Por el lado de los fondos de pensiones, Del Valle con su equipo –que aún está armando– preparan un bono-crédito con la idea de que tenga una parte sin riesgo para que se facilite la inversión del ahorro pensional. “Lo que buscamos es que los fondos, que ya están habilitados para tomar más riesgo, se familiaricen con los asociados a la infraestructura”, aclara.

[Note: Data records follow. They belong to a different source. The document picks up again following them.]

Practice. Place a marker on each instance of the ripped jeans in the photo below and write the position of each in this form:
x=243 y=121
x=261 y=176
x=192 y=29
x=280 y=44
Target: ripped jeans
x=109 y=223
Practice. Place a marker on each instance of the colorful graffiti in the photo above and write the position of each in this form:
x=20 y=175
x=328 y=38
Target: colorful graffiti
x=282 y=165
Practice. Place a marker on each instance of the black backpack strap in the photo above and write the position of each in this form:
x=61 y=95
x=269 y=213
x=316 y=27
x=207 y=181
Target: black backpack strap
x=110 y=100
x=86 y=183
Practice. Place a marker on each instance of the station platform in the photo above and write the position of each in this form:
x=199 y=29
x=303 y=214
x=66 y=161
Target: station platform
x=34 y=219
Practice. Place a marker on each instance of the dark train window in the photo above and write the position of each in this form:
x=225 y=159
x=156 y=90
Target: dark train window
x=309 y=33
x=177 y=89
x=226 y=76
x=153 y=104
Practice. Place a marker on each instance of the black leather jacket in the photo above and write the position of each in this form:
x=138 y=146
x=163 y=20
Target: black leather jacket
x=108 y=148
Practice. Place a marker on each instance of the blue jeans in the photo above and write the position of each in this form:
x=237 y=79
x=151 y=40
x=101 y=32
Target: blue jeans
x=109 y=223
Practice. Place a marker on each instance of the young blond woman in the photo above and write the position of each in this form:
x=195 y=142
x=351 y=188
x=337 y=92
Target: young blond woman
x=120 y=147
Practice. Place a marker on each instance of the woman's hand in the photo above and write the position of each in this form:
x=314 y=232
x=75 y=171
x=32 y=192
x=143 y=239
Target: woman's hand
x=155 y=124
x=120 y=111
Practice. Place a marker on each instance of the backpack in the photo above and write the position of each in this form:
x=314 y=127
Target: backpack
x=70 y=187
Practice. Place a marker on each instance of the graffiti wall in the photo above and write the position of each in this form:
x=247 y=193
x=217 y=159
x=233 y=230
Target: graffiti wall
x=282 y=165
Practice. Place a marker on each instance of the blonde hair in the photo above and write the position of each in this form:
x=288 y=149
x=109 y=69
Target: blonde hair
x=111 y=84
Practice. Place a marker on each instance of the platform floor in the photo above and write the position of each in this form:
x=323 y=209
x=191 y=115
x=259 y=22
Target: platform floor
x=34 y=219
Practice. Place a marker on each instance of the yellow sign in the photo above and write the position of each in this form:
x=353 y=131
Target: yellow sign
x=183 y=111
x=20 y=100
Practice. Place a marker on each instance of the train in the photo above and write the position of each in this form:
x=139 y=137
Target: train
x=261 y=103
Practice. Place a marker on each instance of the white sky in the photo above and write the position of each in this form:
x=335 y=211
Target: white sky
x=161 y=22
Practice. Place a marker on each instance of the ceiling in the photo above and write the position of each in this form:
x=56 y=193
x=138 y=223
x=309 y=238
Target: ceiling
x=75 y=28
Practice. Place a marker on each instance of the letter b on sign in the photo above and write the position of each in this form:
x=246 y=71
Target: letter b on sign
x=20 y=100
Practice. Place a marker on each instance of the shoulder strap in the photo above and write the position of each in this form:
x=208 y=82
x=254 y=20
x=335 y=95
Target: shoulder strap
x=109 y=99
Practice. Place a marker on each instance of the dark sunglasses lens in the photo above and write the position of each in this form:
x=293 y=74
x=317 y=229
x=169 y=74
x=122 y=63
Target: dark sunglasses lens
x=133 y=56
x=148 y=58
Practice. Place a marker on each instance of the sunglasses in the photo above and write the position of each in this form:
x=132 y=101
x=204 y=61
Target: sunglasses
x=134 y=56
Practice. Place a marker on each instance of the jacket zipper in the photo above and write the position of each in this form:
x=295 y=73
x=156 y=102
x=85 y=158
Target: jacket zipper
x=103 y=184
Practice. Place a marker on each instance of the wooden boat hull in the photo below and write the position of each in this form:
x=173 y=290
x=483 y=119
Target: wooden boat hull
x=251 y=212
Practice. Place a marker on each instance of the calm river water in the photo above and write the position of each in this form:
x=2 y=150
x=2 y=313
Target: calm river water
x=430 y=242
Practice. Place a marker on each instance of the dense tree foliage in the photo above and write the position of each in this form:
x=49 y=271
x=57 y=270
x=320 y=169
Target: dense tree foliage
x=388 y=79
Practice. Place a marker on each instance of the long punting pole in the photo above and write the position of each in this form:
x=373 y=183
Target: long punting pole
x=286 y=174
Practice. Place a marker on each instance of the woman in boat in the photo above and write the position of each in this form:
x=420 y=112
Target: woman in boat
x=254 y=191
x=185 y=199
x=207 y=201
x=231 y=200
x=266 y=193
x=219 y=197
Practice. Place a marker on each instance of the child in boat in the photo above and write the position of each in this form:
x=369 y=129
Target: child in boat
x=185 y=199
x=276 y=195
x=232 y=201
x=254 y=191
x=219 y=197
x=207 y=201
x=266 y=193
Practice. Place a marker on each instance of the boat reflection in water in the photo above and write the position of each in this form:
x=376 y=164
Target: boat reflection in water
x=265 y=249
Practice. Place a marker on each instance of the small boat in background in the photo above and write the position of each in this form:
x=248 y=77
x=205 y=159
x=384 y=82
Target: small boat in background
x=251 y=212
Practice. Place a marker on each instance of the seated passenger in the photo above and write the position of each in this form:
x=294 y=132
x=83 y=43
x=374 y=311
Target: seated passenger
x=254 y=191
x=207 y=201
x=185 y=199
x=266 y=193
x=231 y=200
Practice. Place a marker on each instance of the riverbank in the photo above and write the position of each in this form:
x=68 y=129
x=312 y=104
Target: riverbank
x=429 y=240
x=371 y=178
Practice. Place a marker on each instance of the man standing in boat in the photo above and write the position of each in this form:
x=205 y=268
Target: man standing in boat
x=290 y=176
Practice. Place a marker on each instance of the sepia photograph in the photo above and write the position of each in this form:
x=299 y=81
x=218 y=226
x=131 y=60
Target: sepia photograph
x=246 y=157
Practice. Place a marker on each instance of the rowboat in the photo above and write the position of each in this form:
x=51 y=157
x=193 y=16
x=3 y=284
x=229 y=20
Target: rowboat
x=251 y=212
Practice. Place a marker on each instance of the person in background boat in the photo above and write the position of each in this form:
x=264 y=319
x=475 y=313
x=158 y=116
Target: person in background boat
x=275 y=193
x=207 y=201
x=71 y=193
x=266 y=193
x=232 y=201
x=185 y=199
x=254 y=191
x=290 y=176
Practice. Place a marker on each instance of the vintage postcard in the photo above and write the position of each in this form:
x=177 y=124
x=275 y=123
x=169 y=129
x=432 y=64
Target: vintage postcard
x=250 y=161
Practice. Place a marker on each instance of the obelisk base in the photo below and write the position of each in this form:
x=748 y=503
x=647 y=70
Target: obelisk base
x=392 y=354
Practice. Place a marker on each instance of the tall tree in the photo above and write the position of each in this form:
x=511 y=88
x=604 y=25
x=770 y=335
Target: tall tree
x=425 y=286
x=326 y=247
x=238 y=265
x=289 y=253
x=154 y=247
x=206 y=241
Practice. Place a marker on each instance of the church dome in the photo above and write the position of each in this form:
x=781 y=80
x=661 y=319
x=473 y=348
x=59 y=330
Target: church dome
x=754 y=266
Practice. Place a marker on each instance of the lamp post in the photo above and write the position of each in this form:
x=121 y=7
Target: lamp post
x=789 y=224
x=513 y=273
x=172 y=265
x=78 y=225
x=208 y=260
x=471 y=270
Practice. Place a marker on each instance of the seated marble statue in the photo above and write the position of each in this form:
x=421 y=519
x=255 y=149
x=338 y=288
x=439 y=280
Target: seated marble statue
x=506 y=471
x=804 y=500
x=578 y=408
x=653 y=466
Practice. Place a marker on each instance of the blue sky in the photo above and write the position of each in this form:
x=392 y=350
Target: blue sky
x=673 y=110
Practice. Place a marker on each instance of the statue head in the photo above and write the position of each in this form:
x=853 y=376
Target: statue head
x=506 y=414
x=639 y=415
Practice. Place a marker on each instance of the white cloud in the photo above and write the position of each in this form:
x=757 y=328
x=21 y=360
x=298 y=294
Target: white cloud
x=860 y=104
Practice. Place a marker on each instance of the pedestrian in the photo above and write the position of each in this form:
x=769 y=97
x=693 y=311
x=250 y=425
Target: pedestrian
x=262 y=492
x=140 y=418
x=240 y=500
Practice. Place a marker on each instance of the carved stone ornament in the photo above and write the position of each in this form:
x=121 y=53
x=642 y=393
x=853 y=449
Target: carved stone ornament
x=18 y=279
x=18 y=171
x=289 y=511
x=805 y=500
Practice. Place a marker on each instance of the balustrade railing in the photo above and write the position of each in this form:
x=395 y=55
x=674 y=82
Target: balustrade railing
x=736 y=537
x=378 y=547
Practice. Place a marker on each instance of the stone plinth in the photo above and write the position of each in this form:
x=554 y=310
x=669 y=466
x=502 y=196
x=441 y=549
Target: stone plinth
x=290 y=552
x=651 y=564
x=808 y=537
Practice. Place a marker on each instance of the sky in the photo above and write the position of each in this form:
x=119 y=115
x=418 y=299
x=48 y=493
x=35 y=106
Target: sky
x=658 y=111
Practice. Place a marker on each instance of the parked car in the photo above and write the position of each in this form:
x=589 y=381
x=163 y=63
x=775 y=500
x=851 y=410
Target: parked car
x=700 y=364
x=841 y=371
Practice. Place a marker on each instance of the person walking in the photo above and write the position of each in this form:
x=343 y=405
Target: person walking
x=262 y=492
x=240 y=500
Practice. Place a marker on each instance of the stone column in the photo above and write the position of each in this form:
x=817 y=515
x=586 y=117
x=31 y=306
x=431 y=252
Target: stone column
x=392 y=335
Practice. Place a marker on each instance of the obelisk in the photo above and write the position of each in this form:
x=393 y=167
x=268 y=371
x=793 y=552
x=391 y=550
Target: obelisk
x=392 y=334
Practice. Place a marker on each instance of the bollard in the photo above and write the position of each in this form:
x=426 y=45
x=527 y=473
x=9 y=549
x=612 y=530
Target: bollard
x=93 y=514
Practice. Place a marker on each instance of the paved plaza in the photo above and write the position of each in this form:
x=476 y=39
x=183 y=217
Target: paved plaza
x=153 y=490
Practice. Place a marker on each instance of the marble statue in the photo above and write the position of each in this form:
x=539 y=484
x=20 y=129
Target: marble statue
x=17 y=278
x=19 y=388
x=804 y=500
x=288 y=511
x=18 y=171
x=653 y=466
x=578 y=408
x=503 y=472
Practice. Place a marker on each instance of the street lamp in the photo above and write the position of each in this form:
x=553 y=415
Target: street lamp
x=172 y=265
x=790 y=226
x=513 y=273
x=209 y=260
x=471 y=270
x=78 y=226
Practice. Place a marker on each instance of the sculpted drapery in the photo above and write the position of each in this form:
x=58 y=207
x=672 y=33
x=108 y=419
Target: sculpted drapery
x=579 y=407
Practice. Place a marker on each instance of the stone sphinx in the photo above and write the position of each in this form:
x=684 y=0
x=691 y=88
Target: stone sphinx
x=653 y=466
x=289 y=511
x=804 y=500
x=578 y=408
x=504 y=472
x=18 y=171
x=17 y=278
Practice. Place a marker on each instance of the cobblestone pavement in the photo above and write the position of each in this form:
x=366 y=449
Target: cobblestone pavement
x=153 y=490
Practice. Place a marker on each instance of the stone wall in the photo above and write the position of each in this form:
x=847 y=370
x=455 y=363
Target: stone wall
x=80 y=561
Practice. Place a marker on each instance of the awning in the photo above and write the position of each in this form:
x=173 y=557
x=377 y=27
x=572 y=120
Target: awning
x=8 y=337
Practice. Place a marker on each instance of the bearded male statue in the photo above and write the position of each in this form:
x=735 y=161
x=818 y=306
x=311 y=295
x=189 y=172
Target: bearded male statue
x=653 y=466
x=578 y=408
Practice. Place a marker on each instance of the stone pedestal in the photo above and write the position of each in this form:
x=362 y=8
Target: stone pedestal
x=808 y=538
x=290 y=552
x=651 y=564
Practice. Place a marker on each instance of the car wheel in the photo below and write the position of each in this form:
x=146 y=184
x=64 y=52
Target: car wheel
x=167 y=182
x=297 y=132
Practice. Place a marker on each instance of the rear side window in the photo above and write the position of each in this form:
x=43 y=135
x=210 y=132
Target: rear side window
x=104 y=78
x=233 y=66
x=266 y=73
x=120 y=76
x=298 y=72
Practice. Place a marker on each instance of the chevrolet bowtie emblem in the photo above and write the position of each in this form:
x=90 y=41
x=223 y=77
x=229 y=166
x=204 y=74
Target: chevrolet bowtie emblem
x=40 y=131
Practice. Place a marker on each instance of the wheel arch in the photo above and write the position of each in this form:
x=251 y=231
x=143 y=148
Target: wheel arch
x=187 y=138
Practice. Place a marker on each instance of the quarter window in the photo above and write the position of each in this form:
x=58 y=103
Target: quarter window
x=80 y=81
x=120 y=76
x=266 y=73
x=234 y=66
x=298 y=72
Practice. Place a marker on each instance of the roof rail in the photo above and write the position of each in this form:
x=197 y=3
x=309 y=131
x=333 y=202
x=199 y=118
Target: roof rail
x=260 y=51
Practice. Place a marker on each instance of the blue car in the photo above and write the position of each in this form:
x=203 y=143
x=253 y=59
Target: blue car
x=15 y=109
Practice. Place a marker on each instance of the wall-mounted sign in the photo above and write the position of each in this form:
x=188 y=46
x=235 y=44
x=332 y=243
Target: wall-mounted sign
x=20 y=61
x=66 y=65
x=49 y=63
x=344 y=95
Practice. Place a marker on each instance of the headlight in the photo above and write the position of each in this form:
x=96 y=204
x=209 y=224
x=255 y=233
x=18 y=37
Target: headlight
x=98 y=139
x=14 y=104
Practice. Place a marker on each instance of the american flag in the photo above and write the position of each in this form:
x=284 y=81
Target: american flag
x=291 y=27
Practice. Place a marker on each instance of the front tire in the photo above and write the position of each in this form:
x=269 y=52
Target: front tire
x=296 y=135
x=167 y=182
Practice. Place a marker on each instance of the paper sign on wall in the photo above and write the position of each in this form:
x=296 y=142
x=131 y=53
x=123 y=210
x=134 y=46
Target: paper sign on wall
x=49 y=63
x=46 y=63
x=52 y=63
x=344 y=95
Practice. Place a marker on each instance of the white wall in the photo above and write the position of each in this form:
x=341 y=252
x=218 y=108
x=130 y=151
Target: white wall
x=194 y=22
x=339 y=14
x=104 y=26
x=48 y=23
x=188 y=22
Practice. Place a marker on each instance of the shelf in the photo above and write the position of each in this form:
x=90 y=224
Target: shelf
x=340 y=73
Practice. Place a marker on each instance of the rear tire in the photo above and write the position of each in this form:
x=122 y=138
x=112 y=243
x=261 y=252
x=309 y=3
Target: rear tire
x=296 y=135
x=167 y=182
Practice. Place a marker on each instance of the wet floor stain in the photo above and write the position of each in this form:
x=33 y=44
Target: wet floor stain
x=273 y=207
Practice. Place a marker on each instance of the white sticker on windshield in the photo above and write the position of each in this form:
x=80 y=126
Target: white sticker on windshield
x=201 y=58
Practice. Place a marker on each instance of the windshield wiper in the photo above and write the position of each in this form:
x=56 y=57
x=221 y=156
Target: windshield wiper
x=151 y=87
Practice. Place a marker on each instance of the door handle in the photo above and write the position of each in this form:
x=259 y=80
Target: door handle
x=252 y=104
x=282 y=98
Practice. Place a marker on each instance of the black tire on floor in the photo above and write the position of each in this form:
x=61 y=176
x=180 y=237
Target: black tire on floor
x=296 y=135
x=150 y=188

El funcionario precisó además que no se pretende que la FDN se convierta en el único financiador ni que reemplace al sector privado, que fue lo que le sucedió a Brasil con el Bndes, su banco de desarrollo. “Si eso llega a ocurrir, lo único que haríamos sería distorsionar el mercado. Nuestra meta es sencilla: darles garantías a los riesgos que los privados no quieren tomar”.

Los proyectos


Debido a que el ingreso de nuevos accionistas depende de las juntas directivas de la IFC y de la CAF, la expectativa del Gobierno es que la decisión esté tomada antes de finalizar el año, pero Del Valle comenta que en ambas entidades hay mucho interés, pues la FDN sería un piloto mundial que se podría replicar en otros países.

Mientras eso se resuelve, ya la nueva entidad está en proceso de ayudar en la financiación de las llamadas victorias tempranas, que son las primeras obras viales que salieron a licitación en el actual gobierno, en particular los tramos de  Mulaló-Loboguerrero (Valle) y Girardot-Puerto Salgar-Honda.

Así mismo, la meta no es solo financiar proyectos de infraestructura vial, sino también otro tipo de obras como cárceles, hospitales y colegios. Igualmente, buscarán ofrecer servicios de estructuración de proyectos para las entidades que no estén en capacidad de hacerlo.

Ojalá la FDN replique el éxito de su antecesora y siga el ejemplo de un sector eléctrico dinámico y creciente para que por fin arranque la locomotora que tiene tan rezagado al país.